Pendant quarante ans, il fut un fantôme. Un fantôme avec un badge. Joseph James DeAngelo Jr., ancien officier de police, a terrorisé la Californie entre 1974 et 1986 sous trois identités criminelles successives : le "Rôdeur de Visalia" (Visalia Ransacker), le "Violeur de la Zone Est" (East Area Rapist), et finalement le "Tueur de l'État Doré" (Golden State Killer). Il a violé plus de cinquante femmes, assassiné treize personnes, cambriolé plus de cent vingt maisons. Puis il s'est arrêté. A disparu. A vieilli tranquillement dans une banlieue de Sacramento, élevant ses filles, jardinant, réparant sa moto. Pendant trente-deux ans, personne n'a su.
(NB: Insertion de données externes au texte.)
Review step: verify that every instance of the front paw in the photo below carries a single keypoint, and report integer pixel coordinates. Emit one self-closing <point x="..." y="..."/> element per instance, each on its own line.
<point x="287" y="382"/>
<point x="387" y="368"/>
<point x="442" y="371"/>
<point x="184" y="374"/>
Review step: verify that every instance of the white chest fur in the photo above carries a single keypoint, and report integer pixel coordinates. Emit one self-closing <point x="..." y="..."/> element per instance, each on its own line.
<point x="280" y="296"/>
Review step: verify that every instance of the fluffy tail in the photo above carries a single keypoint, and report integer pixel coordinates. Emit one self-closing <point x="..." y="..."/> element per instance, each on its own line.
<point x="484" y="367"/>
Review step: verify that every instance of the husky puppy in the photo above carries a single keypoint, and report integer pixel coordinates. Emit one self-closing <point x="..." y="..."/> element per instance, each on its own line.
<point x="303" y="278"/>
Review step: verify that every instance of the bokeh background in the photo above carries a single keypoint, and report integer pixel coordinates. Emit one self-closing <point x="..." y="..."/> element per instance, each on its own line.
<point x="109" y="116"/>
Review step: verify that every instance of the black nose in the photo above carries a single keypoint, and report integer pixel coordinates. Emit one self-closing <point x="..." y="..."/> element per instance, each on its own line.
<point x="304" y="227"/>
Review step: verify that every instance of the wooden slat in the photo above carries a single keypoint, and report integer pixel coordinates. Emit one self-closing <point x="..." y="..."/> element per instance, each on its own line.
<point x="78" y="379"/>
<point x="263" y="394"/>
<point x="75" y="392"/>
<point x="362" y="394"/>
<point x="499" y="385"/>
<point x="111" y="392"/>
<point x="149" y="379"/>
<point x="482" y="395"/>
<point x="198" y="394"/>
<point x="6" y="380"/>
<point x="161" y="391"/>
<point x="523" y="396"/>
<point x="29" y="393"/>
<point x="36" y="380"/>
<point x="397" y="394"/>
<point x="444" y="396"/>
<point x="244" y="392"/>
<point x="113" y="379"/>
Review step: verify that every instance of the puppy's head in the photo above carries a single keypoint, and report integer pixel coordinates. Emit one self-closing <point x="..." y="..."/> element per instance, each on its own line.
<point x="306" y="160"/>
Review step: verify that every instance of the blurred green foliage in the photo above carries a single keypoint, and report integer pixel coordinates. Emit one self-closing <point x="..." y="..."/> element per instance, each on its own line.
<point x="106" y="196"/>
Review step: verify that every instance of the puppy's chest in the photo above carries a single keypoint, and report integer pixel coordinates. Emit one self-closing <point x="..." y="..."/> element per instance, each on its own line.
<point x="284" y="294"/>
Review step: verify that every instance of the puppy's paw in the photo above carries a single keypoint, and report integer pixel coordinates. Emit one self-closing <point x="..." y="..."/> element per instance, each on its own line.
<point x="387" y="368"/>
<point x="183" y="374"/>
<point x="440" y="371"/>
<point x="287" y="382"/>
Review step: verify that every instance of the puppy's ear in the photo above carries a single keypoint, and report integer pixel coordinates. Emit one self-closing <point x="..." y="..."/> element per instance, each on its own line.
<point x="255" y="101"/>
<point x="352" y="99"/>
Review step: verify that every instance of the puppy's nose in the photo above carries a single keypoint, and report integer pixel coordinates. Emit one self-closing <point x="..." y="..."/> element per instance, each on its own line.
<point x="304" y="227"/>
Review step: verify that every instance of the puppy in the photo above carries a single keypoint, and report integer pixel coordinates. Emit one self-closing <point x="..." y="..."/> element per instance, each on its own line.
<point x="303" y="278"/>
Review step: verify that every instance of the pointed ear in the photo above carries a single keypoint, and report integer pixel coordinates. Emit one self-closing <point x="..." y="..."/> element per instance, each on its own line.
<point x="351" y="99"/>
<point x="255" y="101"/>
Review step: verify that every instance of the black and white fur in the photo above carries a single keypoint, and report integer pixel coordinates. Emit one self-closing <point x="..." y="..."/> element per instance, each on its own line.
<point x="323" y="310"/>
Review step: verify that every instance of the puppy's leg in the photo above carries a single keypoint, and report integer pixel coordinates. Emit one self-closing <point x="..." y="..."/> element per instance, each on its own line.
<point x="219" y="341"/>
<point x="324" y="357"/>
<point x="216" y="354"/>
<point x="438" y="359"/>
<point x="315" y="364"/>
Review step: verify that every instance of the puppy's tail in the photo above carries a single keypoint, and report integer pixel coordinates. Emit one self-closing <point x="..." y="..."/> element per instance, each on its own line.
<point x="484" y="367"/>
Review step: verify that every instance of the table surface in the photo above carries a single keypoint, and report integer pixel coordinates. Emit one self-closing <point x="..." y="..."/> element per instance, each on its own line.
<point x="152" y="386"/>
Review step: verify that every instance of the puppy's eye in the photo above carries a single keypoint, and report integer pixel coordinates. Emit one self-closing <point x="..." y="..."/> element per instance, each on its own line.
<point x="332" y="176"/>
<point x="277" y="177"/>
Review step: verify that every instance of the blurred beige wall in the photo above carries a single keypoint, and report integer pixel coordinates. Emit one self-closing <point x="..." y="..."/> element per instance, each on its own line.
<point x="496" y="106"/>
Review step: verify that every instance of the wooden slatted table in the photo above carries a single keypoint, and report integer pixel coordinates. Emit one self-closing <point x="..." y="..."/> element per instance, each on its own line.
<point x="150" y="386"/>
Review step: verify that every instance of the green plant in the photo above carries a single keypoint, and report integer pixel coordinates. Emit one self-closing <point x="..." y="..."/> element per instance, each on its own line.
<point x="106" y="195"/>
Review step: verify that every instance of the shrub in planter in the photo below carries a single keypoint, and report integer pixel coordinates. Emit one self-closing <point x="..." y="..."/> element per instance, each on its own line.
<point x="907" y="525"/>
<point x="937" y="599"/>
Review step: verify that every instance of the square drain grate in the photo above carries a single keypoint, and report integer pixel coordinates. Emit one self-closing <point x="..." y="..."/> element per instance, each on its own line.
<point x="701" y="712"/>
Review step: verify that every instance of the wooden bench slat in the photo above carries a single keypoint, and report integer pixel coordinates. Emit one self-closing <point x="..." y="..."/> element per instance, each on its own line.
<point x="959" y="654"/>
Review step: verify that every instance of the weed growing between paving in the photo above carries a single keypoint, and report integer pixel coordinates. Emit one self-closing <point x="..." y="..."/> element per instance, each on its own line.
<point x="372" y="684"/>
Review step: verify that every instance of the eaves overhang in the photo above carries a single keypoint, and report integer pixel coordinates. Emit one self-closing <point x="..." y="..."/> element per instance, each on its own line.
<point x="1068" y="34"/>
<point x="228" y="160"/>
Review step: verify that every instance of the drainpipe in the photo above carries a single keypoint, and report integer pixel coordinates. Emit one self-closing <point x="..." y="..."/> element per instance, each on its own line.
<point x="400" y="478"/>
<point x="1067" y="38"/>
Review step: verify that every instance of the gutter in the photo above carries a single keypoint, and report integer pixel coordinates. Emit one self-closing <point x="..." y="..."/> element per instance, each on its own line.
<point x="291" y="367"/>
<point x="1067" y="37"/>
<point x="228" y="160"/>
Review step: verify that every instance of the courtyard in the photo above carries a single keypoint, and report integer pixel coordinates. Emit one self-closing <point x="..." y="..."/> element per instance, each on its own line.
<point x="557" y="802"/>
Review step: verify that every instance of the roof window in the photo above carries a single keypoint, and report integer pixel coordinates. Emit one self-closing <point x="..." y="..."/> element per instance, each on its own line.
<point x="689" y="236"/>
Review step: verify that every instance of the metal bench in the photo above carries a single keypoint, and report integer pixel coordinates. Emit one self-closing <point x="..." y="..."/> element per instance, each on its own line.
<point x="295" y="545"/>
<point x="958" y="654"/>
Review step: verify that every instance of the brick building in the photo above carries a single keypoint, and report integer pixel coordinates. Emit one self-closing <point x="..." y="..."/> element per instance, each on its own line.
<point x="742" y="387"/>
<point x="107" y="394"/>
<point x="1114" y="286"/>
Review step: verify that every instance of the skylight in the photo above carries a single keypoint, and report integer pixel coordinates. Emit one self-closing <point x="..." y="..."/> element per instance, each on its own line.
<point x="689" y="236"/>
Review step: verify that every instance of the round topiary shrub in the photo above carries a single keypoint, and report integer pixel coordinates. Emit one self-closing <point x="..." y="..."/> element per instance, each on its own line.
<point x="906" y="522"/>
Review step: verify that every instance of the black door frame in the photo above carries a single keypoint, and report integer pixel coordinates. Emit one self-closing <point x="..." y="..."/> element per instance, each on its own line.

Jusqu'à ce qu'un brin d'ADN et un site de généalogie ne le trahissent.
Résumé : Joseph James DeAngelo Jr. (né le 8 novembre 1945) a servi dans la marine américaine pendant la guerre du Vietnam, puis est devenu policier à Exeter et Auburn, Californie. Entre 1974 et 1986, il a commis des dizaines de viols et 13 meurtres. Il a échappé à la capture pendant 40 ans. En 2018, la police a utilisé la généalogie génétique (GEDmatch) pour l'identifier à partir de l'ADN retrouvé sur les scènes de crime. Arrêté le 24 avril 2018, il a plaidé coupable en 2020 et a été condamné à 11 peines de prison à vie sans possibilité de libération.
🧬 La Révolution de la Généalogie Génétique
En 2017, l'enquêtrice Paul Holes, qui traquait le Golden State Killer depuis des décennies, contacta la généalogiste génétique Barbara Rae-Venter. L'idée était audacieuse : télécharger le profil ADN du tueur — extrait d'un viol en 1980 — sur GEDmatch, une base de données généalogique publique où les gens partagent volontairement leur ADN pour retrouver des cousins éloignés. Aucun suspect n'avait jamais été identifié de cette manière. En quelques semaines, Rae-Venter trouva une correspondance partielle : des cousins éloignés du tueur. Elle construisit un arbre généalogique gigantesque, remontant jusqu'à un ancêtre commun né en 1807. Puis elle redescendit, branche par branche, jusqu'à un homme : Joseph DeAngelo, 72 ans, vivant à Citrus Heights, Californie. La police le fila. Récupéra un échantillon d'ADN sur la poignée de sa voiture. Le 24 avril 2018, le match était confirmé. Le fantôme avait un nom.
⛓️ L'Arrestation et les Aveux
Le matin du 24 avril 2018, la police encercla la maison de DeAngelo. Quand ils frappèrent à la porte, il sortit, l'air confus. "Qu'est-ce qui se passe ?" demanda-t-il. "Nous savons ce que vous avez fait", répondit un enquêteur. DeAngelo baissa la tête. Il ne résista pas. Dans les jours suivants, il avoua tout — 13 meurtres, des dizaines de viols, plus de 120 cambriolages. En juin 2020, dans une salle d'audience bondée, il fit une déclaration de culpabilité pour chacun de ses crimes. Assis dans un fauteuil roulant — qu'il n'utilisait pas dans sa cellule, ont noté les gardiens — il parlait d'une voix faible, feignant la sénilité. Mais ses yeux, selon les survivants présents, étaient vifs. Calculateurs. Les mêmes yeux qu'ils avaient vus dans leur chambre, quarante ans plus tôt.
"Il nous a terrorisés pendant des années. Et maintenant, il est assis là, à jouer au vieillard fragile. Mais nous savons qui il est vraiment."